Until Forte’s arrival, Travora had solely been an ad network for travel publishers, but with the acquisition of TravelMuse, NileGuide and other travel sites, Travora now owns its own content and it is fusing it all into the recently launched Travora.com, a travel news and information-provider in beta that’s geared to capture an audience for travel and lifestyle advertisers, in travel and outside it.
But, the business mix for the media company is in transition. “We still run X amount of impressions and pay publishers whether we get paid or not,” Forte says. “That business has never been good for our company. We are de-focusing on or minimizing direct response [and getting] into premium display.”
TravelMuse and NileGuide
Travora acquired the assets of trip-planning site TravelMuse in November 2010, and also picked up NileGuide and its 10Best and Localyte brands in April 2012.
Forte says the plan is that the NileGuide, Localyte and TravelMuse brands will be phased out within a year and their content and functionalities would be folded into Travora.com, which along with the listing site 10Best, will be the featured Travora Media properties.
“The Localyte community will be the Travora community,” Forte says.

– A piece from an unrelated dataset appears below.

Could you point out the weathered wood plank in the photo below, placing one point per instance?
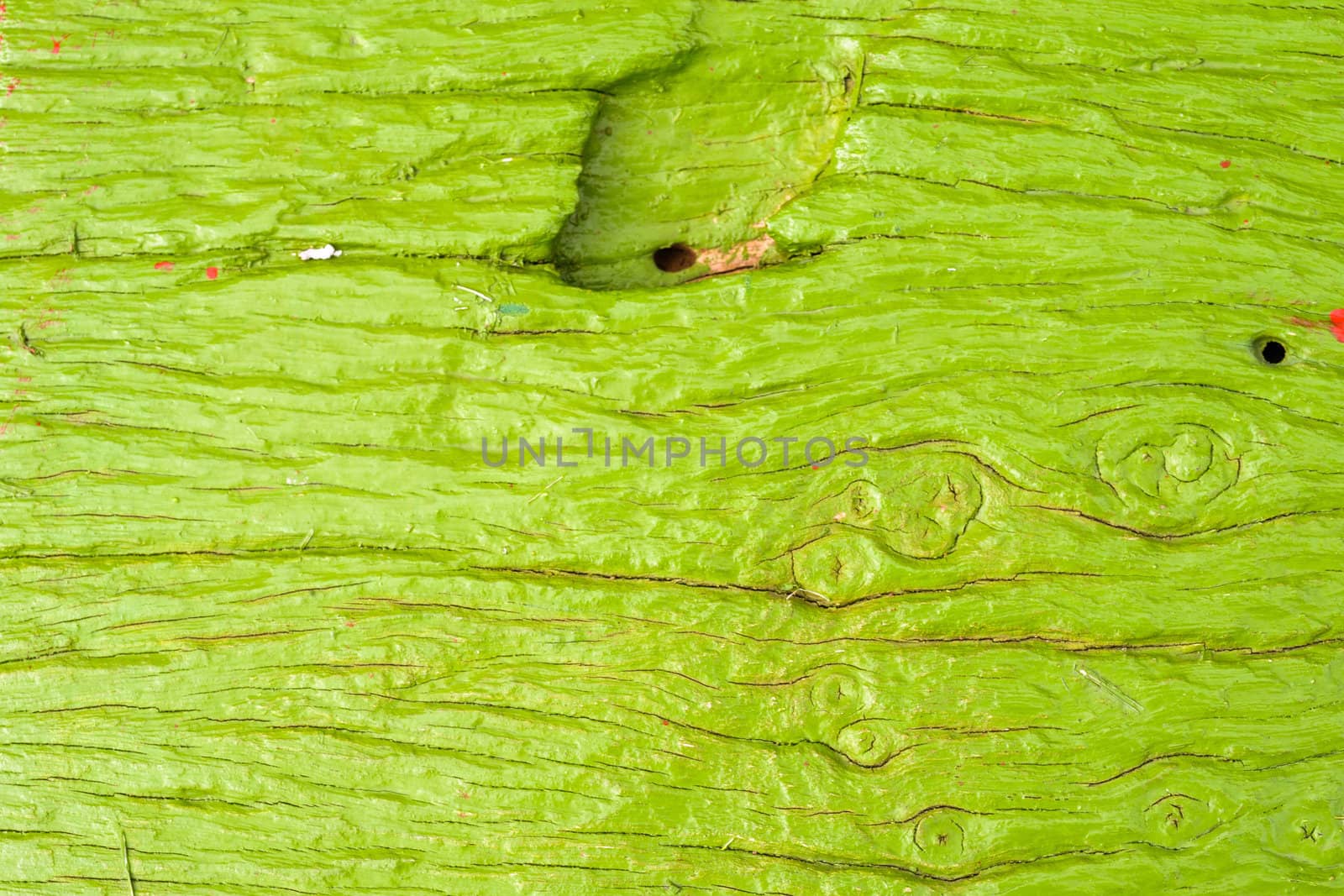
(268, 614)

In some accounts, NileGuide and its 10Best site took a pretty good hit by Google’s Panda updates prior to the purchase by Travora, and this undoubtedly was a factor in Travora’s brand strategy.
On the mobile front, Forte says a Travora iPhone app has been submitted to Apple.
“In a lot of ways, we built an app, and we just happen to have a site,” Forte says.
Taking stock of the Travora app
She describes the pending app as having parallels with the iPhone’s native Stocks app as the Travora app initially will feature 10 cities with associated news, airport information, weather and a currency converter.
Forte says Travora had to debut Travora.com in beta, with its feeds, before it could launch the Travora mobile app.
Travora.com is slated to have an official launch in December, with a homepage redesign and enhanced commenting tools.
Forte says seven of Travora’s top 10 advertisers are travel advertisers and her overall goal is to transform online advertising to travel audiences as it is way below the standards of magazine advertising and often appears as though it “were shoved into a transaction.”
“The beauty of travel advertising is not what it should be,” Forte says. “We want to create a beautiful place for it.”
Travora will have a leaner team to accomplish its goals.